Loeb theorizes a piece of a comet was the culprit for the mass extinction event, not an asteroid like many scientists have hypothesized. The comet originated from the Oort Cloud, a group of icy objects located on the edge of the solar system, he said.
A comet is a piece of space debris made mostly of frozen gas, while an asteroid is a piece of rock most commonly found in the Asteroid Belt, a collection of asteroids between Mars and Jupiter, according to CNN weather correspondent Chad Myers.
The odds of an asteroid with a diameter of at least 6.2 miles causing a Chicxulub impact event is one in every 350 million years, according to the study. Long-period comets — comets with an orbit of more than 200 years — that are capable of the Chicxulub event are significantly rarer, with one occurring every 3.8 to 11 billion years, the study found.
The comet’s potential path
The researchers offer a scenario for how the comet could have beaten those long-shot odds.
As the comet traveled to the center of the solar system from the Oort Cloud, Jupiter’s gravitational force could have given it a boost so it had enough speed to reach the sun, according to Loeb.
“Jupiter acts just like a pinball machine,” Loeb said. “When something comes close to it, it can give it a kick.”
Upon reaching the sun, the sun’s gravitational force could have broken the comet into multiple pieces, he said. With more comet pieces, it’s 10 times more likely the comet would hit Earth as the pieces moved away from the sun, according to Loeb.
Other researchers disagree
Other researchers did not agree with the new study’s findings and still say several clues point to an asteroid creating the Chicxulub crater.
For one, Iridium — along with a handful of other chemical elements — was found scattered around the globe after the impact, said David Kring, principal scientist at the Lunar and Planetary Institute in Houston, who was not involved with the comet study.
Kring said the proportions of those elements are the same proportions seen in meteorite samples of asteroids.
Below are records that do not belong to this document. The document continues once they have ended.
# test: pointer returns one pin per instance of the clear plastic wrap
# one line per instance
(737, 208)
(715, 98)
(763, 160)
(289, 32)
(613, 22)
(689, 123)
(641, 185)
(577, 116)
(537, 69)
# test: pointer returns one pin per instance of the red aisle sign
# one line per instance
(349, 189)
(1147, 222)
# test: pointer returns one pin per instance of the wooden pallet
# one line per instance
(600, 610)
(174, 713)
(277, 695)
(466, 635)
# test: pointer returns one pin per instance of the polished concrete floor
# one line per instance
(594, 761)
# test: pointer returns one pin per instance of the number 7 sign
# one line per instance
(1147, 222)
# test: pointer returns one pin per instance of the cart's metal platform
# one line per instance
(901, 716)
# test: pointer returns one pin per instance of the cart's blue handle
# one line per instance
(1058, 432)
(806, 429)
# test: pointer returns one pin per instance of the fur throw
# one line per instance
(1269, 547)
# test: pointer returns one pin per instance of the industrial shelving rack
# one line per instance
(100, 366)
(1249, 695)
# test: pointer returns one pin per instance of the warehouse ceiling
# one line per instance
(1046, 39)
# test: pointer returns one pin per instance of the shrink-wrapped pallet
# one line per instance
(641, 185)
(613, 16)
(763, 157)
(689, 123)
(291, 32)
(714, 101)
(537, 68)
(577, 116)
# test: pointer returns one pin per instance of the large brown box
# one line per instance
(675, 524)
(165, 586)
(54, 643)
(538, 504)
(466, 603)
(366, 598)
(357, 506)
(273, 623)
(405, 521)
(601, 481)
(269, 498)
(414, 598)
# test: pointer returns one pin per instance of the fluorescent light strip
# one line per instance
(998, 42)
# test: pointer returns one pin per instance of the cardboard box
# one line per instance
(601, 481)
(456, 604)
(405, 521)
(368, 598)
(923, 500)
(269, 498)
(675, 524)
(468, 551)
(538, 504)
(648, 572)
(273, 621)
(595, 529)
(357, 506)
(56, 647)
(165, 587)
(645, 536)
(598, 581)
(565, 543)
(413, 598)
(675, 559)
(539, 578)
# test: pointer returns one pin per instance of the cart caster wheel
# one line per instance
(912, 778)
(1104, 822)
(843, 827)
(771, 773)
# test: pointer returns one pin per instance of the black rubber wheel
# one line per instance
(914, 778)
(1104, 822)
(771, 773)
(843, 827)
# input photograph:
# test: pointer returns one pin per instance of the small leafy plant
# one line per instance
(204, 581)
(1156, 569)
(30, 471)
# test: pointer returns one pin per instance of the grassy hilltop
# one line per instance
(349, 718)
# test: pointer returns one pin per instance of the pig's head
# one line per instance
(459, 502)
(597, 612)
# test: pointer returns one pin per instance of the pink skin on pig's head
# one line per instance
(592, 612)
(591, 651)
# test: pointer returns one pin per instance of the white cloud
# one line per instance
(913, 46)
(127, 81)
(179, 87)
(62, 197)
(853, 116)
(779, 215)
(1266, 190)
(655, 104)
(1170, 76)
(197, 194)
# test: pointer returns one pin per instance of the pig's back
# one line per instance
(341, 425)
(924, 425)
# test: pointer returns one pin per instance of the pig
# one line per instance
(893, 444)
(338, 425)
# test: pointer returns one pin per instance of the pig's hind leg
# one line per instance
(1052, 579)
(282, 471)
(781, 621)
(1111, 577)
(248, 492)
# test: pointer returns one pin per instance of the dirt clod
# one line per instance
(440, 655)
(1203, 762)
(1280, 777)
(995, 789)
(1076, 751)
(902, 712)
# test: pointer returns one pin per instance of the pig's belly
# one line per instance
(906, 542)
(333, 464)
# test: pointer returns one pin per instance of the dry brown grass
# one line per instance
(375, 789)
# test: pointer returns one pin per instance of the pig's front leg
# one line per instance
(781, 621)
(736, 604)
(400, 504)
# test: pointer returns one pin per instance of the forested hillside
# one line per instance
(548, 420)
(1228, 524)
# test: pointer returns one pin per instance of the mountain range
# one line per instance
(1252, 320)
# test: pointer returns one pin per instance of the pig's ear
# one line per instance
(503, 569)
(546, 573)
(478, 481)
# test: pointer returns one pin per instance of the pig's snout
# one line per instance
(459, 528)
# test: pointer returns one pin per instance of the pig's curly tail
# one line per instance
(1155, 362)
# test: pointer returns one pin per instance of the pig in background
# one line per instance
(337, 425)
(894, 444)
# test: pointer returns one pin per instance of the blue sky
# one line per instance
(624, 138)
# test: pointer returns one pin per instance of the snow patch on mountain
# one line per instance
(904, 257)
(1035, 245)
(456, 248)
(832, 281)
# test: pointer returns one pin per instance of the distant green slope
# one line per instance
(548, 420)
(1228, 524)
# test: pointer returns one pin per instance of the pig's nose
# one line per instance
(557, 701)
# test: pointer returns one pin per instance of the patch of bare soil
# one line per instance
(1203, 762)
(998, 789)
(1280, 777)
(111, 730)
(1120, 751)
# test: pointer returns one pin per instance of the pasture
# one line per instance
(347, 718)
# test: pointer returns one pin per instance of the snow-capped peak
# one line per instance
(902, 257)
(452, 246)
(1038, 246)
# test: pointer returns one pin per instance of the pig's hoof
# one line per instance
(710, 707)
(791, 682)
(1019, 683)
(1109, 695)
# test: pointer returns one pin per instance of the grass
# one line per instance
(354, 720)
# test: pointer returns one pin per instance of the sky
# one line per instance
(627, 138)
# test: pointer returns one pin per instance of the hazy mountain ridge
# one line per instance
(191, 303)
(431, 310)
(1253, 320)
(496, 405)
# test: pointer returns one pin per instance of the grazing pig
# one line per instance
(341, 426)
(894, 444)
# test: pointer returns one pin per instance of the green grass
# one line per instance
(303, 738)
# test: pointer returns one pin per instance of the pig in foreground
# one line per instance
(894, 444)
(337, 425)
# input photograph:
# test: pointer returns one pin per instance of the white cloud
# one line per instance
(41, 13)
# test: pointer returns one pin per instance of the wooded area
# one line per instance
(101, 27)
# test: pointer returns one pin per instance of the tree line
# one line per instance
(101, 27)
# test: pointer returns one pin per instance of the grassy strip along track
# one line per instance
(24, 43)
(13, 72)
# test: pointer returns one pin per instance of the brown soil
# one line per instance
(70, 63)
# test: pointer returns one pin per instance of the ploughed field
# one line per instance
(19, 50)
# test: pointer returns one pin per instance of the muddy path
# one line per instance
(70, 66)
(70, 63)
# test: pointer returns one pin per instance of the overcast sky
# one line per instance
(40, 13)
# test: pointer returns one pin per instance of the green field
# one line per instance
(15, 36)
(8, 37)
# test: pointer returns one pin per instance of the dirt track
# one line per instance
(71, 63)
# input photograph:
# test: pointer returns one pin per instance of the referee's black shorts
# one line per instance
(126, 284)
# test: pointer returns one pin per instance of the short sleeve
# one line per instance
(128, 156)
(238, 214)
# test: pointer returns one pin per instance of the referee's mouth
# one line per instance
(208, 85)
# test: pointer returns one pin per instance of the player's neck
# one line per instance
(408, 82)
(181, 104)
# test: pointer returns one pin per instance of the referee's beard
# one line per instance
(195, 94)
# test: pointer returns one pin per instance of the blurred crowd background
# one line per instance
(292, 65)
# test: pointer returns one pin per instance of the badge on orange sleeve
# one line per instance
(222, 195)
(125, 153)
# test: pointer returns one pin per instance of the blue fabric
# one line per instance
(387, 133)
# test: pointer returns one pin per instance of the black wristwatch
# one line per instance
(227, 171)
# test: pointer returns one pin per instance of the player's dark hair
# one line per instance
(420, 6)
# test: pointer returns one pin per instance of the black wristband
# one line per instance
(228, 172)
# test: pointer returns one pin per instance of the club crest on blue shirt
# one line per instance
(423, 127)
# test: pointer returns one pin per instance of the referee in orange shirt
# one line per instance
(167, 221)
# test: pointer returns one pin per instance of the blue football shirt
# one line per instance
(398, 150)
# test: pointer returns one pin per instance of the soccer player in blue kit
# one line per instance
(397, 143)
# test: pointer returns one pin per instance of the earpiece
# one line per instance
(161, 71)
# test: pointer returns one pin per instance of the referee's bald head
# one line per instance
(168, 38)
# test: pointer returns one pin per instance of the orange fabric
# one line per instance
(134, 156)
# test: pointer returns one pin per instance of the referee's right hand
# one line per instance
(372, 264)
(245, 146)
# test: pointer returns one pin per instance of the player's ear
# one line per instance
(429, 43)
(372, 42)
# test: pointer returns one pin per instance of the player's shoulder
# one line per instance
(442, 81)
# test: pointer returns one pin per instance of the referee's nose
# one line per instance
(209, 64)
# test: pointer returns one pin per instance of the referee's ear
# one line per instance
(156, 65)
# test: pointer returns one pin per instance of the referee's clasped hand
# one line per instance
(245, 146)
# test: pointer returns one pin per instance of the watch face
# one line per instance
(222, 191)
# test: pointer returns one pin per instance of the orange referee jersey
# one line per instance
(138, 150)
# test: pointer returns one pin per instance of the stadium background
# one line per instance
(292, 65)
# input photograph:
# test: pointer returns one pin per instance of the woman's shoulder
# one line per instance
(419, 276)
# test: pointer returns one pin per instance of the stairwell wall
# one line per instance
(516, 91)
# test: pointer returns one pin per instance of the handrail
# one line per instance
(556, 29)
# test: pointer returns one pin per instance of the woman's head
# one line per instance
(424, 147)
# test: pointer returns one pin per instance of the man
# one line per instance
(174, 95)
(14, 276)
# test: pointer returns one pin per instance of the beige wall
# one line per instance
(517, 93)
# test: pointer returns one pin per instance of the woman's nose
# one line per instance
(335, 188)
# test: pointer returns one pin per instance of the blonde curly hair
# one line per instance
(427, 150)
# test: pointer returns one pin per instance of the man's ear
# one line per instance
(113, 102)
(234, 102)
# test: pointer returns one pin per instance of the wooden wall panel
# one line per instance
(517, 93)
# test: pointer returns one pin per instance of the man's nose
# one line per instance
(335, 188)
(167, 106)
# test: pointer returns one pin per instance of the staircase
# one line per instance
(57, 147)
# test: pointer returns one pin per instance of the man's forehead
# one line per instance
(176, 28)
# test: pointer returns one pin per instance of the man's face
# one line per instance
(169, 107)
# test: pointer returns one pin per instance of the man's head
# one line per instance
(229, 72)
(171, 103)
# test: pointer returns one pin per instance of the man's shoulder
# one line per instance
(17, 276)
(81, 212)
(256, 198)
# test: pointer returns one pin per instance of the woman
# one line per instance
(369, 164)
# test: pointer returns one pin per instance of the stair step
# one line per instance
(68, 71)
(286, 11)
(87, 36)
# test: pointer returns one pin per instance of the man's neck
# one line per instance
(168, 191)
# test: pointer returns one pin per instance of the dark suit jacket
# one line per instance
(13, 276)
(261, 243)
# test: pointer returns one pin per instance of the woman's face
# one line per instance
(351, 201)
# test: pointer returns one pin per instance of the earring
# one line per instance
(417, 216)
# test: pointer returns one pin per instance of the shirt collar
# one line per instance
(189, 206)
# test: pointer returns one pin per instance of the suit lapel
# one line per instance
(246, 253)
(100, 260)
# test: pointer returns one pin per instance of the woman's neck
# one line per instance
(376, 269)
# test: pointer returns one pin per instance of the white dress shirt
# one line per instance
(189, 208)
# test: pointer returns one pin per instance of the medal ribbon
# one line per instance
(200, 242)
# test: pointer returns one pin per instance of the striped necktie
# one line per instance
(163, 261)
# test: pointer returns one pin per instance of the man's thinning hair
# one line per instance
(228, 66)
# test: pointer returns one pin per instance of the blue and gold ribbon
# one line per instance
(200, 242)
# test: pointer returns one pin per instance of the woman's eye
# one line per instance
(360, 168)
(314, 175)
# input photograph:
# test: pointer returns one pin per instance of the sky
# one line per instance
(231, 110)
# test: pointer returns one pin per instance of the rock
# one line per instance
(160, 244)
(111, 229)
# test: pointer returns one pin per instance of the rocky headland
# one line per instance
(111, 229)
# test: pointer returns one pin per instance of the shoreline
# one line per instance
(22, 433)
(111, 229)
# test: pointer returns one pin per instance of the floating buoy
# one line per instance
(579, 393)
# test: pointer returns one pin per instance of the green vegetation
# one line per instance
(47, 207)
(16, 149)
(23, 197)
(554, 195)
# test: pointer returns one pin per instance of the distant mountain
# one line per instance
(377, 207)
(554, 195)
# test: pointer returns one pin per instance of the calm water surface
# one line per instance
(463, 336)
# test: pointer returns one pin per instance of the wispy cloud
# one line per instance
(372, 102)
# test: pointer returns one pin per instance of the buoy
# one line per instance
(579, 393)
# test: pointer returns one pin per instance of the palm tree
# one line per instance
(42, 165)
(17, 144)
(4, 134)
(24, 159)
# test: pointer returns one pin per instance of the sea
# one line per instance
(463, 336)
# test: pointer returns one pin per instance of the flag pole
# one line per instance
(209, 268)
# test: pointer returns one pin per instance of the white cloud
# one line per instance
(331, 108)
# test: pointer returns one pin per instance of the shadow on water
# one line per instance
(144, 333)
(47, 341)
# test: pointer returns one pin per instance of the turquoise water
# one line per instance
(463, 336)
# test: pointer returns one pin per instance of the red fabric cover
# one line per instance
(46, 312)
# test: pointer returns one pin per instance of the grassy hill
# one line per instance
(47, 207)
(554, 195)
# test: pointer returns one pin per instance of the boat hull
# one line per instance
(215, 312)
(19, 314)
The comet piece would have also been too small to make a crater of that size, said Natalia Artemieva, senior scientist at the Planetary Science Institute, who also was not involved in the study.
The study estimated the size of the comet piece to be about 4 miles wide, and Artemieva argued the comet would need to be at least 7.5 miles wide to make a crater the size of Chicxulub. With the small comet piece, she said, “it is absolutely impossible,” and the crater size from the impact would be at least half the size.
Kring also noted that how often an asteroid or comet hits Earth to create such an impact is statistically insignificant.
It doesn’t matter if it’s approximately “once every 350 million years and we had an event 66 million years ago,” because statistically, that would be the one occurrence in the 350-million-year time span, he said.
Researchers also have a plethora of asteroid samples to study compared to comets, Kring said.
“There’s absolutely no evidence that proves their model is incorrect, but on the other hand, there is a lot of evidence that is still pointing to an asteroid being the most likely impactor,” Kring said.
Loeb said he’s interested in searching for remaining comet pieces from the breakup to verify his theory.